As everyone is getting tried of the situation, many solutions are developed or proposed to battle it.
-
Client-side mail filter that drops spam as they are downloaded from the ISP. Many difference algorithms are developed. (e.g. Bayesian, rules-based)
Server-side email gateway software/managed service that inspect mails before deliver it to the recipient.
White/Black list that only accept known good originators and reject bad guys.
Regulation effort to outlaw spamming on the Internet.
Challenge/response scheme, a challenge is sent to sender if a mail is received on a protected box. No mail delivery to user until correct response received.
Fix SMTP with sender authenication (e.g. CallerID for email, SPF)
Taxing the sender in some form.
The white/black lists need quite a bit of management, and it often blocked innocent server/domain.

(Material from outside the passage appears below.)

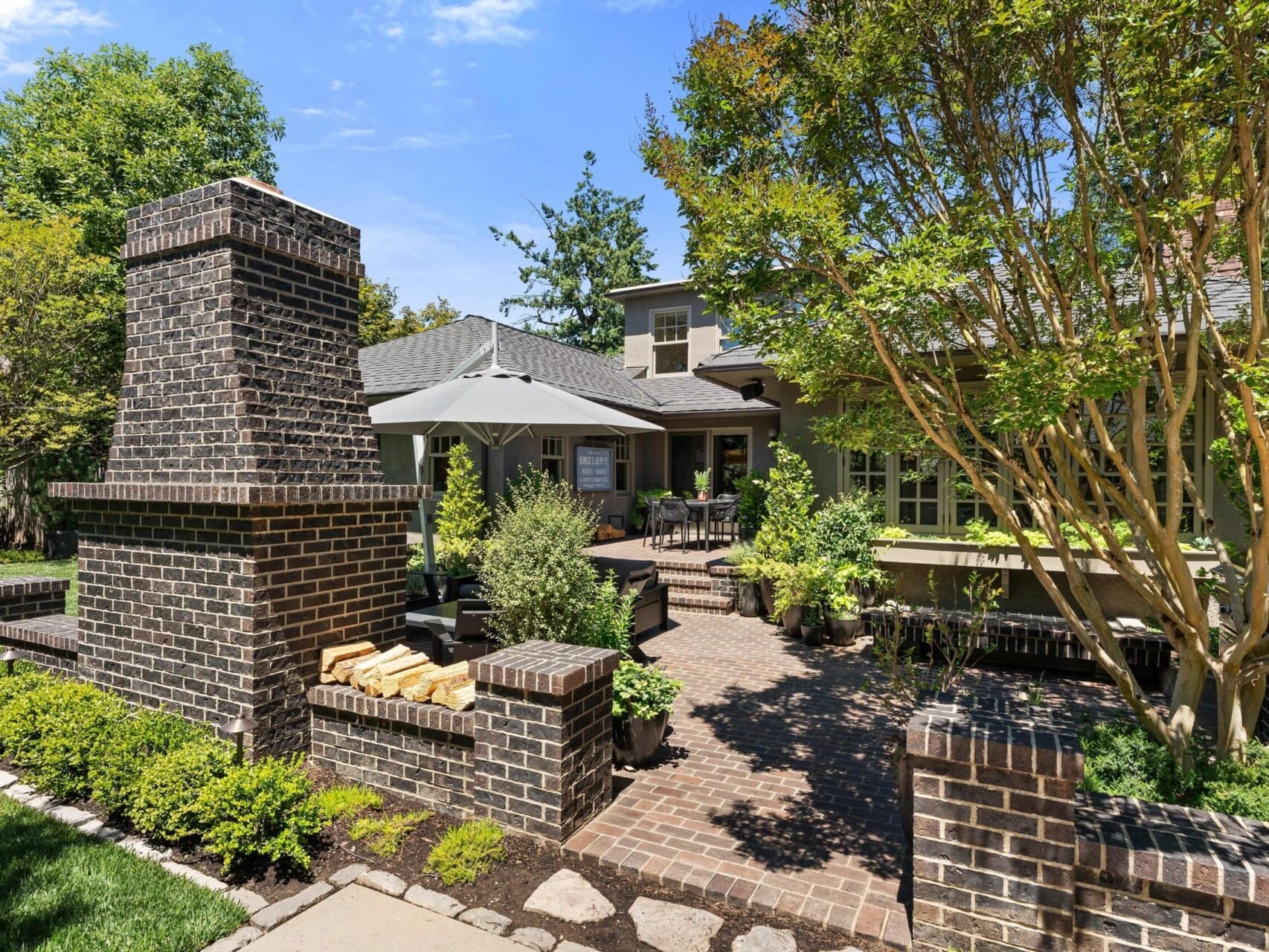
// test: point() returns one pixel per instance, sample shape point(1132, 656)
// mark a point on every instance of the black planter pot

Furthermore, the solution required intensive processing resource.
The legistration path only work in a regional basis. ie. It won't works on all the spam from Taiwan I got on Yahoo mail. Also, policy-maker often not addressing the issue.
The root of the problem is that spammers are sending mails spooling as someone else. And there is no infrastructue in the MTA to prevent it.
To me, the CallerID/SPF is a good direction if it got deployed widely on the Internet. It helps MTA to detect whether a message is sent from a valid user/domain, and block all senders with unknown identity. I believed a lot of spams these days are sent by domain spoofing, which this technology should take care a big part of them.